Was ist eigentlich eine „Garantenstellung“?
Heute vor 10 Jahren sank die „Costa Concordia“, wodurch ein Mann auf traurige Weise berühmt wurde: Kapitän Schettino. Was hat er getan? Nun, er verließ ein havariertes Schiff nicht als Letzter. In Italien ist dies ein Gesetzesverstoß, in Deutschland gibt es kein entsprechendes Gesetz, da gehört es zum Ehrenkodex des Kapitäns mit seinem Kahn notfalls abzusaufen.
Viele sind in jener Nacht ebenfalls von der Costa Concordia geflohen, mit Rettungsbooten oder frei schwimmend. Niemand macht ihnen deshalb einen Vorwurf. Nur Schettino wurde zu 16 Jahren Haft verurteilt, denn er hatte gegen ein Gesetz verstoßen. Aber wie hätte ein deutscher Richter einen Gesetzesverstoß feststellt, wenn es gar keine gesetzliche Pflicht gibt, in einer bestimmten Weise zu handeln?
Ganz einfach: Er wäre umgekehrt an die Sache herangegangen. Anstatt wie der italienische Strafrichter einfach feststellen, dass Schettino das Schiff gesetzeswidrig verlassen hat, fragt sein deutscher Kollege: Musste Schettino auf dem Schiff bleiben?

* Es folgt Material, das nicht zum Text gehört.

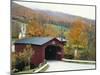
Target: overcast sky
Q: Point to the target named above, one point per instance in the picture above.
(83, 11)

Und diese Pflicht des Kapitäns, sein Schiff nur als Letzter zu verlassen, nennt er nicht „Ehre“ oder „Verantwortung“, denn er ist ja Jurist mit eigener Fachsprache, darum redet er von der Garantenstellung.
In der Praxis ist die Gefahr, etwas nicht zu tun, was ein Richter hinterher erwartet hätte, größer als gemeinhin vermutet.
Musst Du einen Betrunkenen, der in eigenen Exkrementen kollabiert in der Gosse liegt, Mund-zu-Mund beatmen? Darfst Du einfach weggucken, wenn Dein Mitbewohner Drogen abwiegt und in Tütchen verpackt? Wen musst Du zuerst retten, wenn die heimliche Geliebte und die getrennt lebende Ehefrau mit Autos frontal aufeinanderprallen? Wenn zwei Diebe, die gemeinsam einbrechen füreinander verantwortlich sind, gilt das dann auch für zwei Flüchtlinge, die illegal einreisen? Wie oft musst Du den Lebensmüden, der es immer wieder versucht, vom Seil schneiden? Ist ein Grundeigentümer, auf dessen Acker von Dritten illegal Müll abgelagert wird, für die Müllkippe verantwortlich?
Das Zauberwort, mit dem über Deine Strafbarkeit entschieden wird, lautet in all diesen Fällen: Garantenpflicht. Und niemand sagt Dir vorher, wie der Richter diese hinterher beurteilt. Sicher ist nur, dass an Richterkollegen, Staatsanwälte und Polizisten großzügigere Maßstäbe angelegt werden, als an den Rest der Welt.
Wann immer Du, geneigter Leser, ein flaues Gefühl im Magen verspürst und Dich fragst, ob Du etwas lieber tun oder unterlassen solltest, dann stell Dir einfach vor, Du seiest Kapitän Schettino. Dein Schiff wurde gerade von einem Felsen aufgeschlitzt, neigt sich bedrohlich zur Seite und könnte bald sinken. Kannst Du es jetzt verantworten, ins Rettungsboot zu steigen und das Schiff sich selbst zu überlassen? Solltest Du dann immer noch zweifeln, so bedenke, dass Du vor Gericht ebenso hilflos bist wie auf hoher See. Dein Schiff ist im Zweifelsfalle die Titanic und wird ohnehin untergehen.